7. Se há diferença entre a bondade e a maldade?, entre a misericórdia e a legalidade?, entre o perdão e a condenação? Sim, há. Não há é diferença alguma entre o modo como se pensa um Deus de um tipo e o modo como se pensa um Deus do outro tipo. Uma atitude científica e crítica não pode cair na armadilha de confrontar diferentes modelos de Deus e, então, assumir e/ou propor um modelo bom, justo, libertário. Que diferença há entre, por exemplo, o catolicismo da Inquisição e o catolicismo da TdL? Apenas o plano ético. No plano epistemológico, nenhuma diferença - trata-se, em ambos casos, de projetos ético-políticos, legitimados por meio do mito de "Deus". Não penso que uma atitude científica condenaria o conflito político do confronto ideológico entre modelos de ética. Todavia, não me furtaria a denunciar, sob uma perspectiva científica, que ambos aqueles casos constituem exemplos de manipulação de consciência por meio do mito de "Deus", cada qual em face de seu respectivo programa ético, internamente legitimado, em face de cujo adversário, apenas, ele pareceria "imoral" (a Inquisição jamais se considerou imoral!).

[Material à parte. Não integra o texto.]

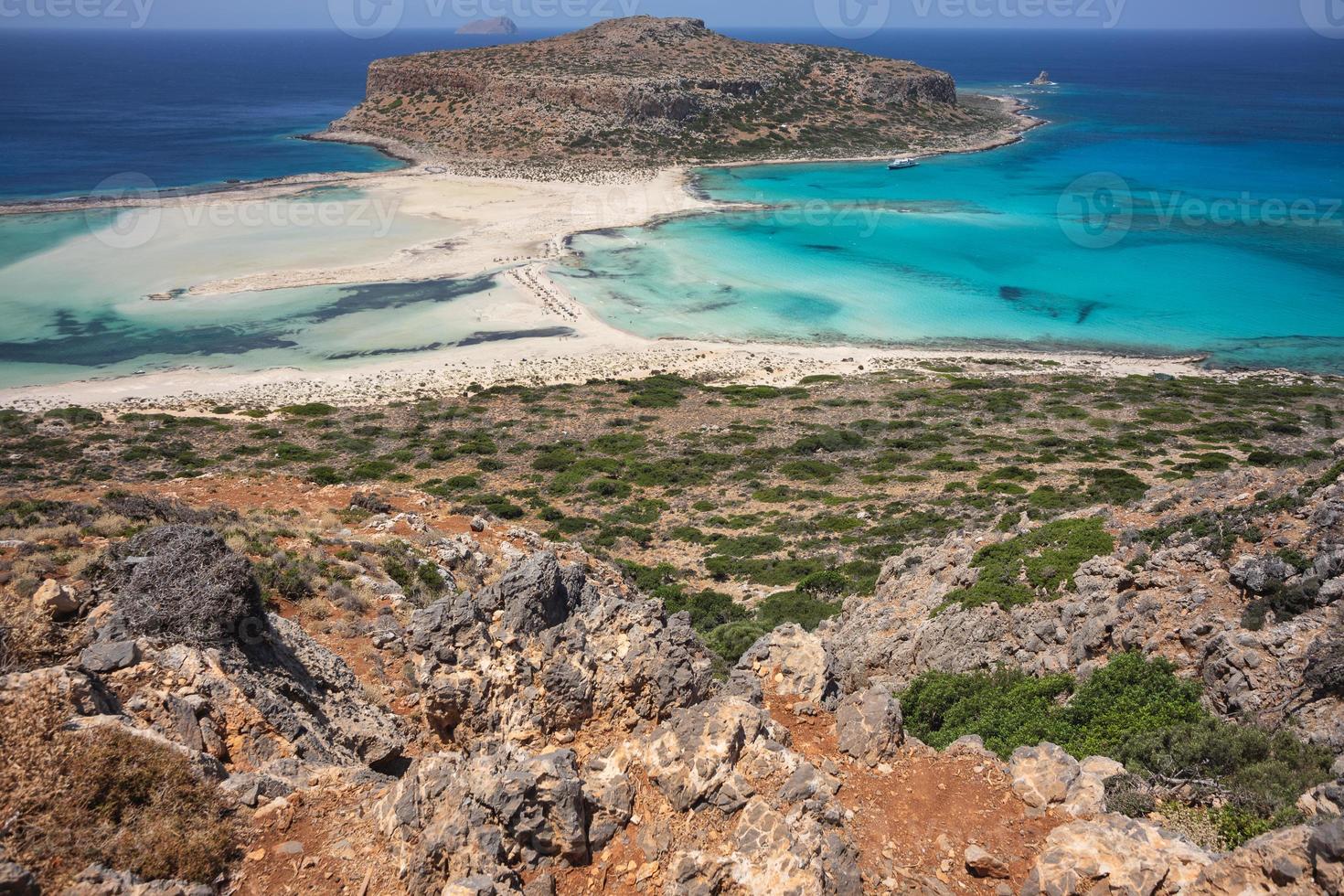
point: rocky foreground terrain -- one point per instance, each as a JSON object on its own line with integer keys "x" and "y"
{"x": 646, "y": 91}
{"x": 1101, "y": 652}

8. Quando Hans Küng confronta o "Deus" de Feuerbach, Marx, Nietzsche e Freud com o "Deus" de Jesus, Hans Küng comete o equívoco de comparar grandezas epistemologicamente incomparáveis, porque situadas em plataformas pragmáticas diferentes. Este, é um Deus estético e político, uma verdade axiomática da fé, interposta a terceiros pela força persuasiva do carisma e da retórica mitológica. Aquele, a denúncia científico-humanista de uma rotina de projeção noológica de pulsões estético-políticas e sobredeterminação antropológica. Aqui, ciência, lá, política.

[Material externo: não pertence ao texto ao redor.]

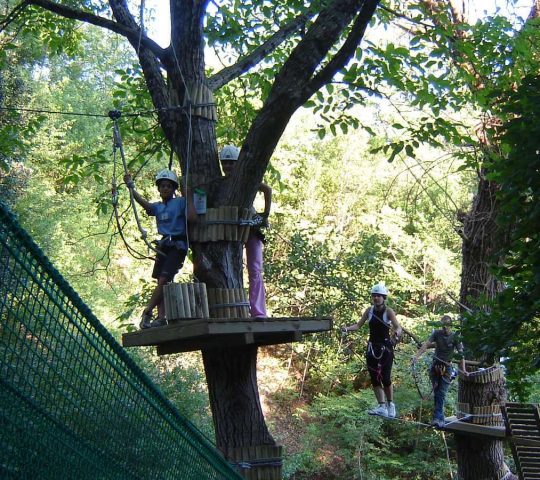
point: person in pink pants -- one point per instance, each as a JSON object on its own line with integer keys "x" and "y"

9. Uma política que se faça alijada de uma compreensão científica de sua própria ação, ainda que não se possa saltar, sem risco, da teoria para a prática, da ciência para a política, é, contudo, arbitrária. Hans Küng deveria confessar que se trata, também aí, também no caso do Deus de Jesus, exatamente do que o século XIX afirma quanto a todos os Deuses - invenção, imaginação, projeção humanas. Em vez disso, equivocadamente, transforma o Deus de Jesus numa espécie de exceção - a mesma exceção barthiana. É como se, à menção do Deus de Jesus, Feuerbach, Marx, Nietzsche e Freud fossem exorcizados, debandassem, atônitos, como diabos à visão da cruz, quando, a rigor, era o Deus de Jesus, conforme o concebe, ideologicamente, doutrinariamente, retoricamente, Hans Küng, que devia reconhecer-se na condição do que é - criatura humana.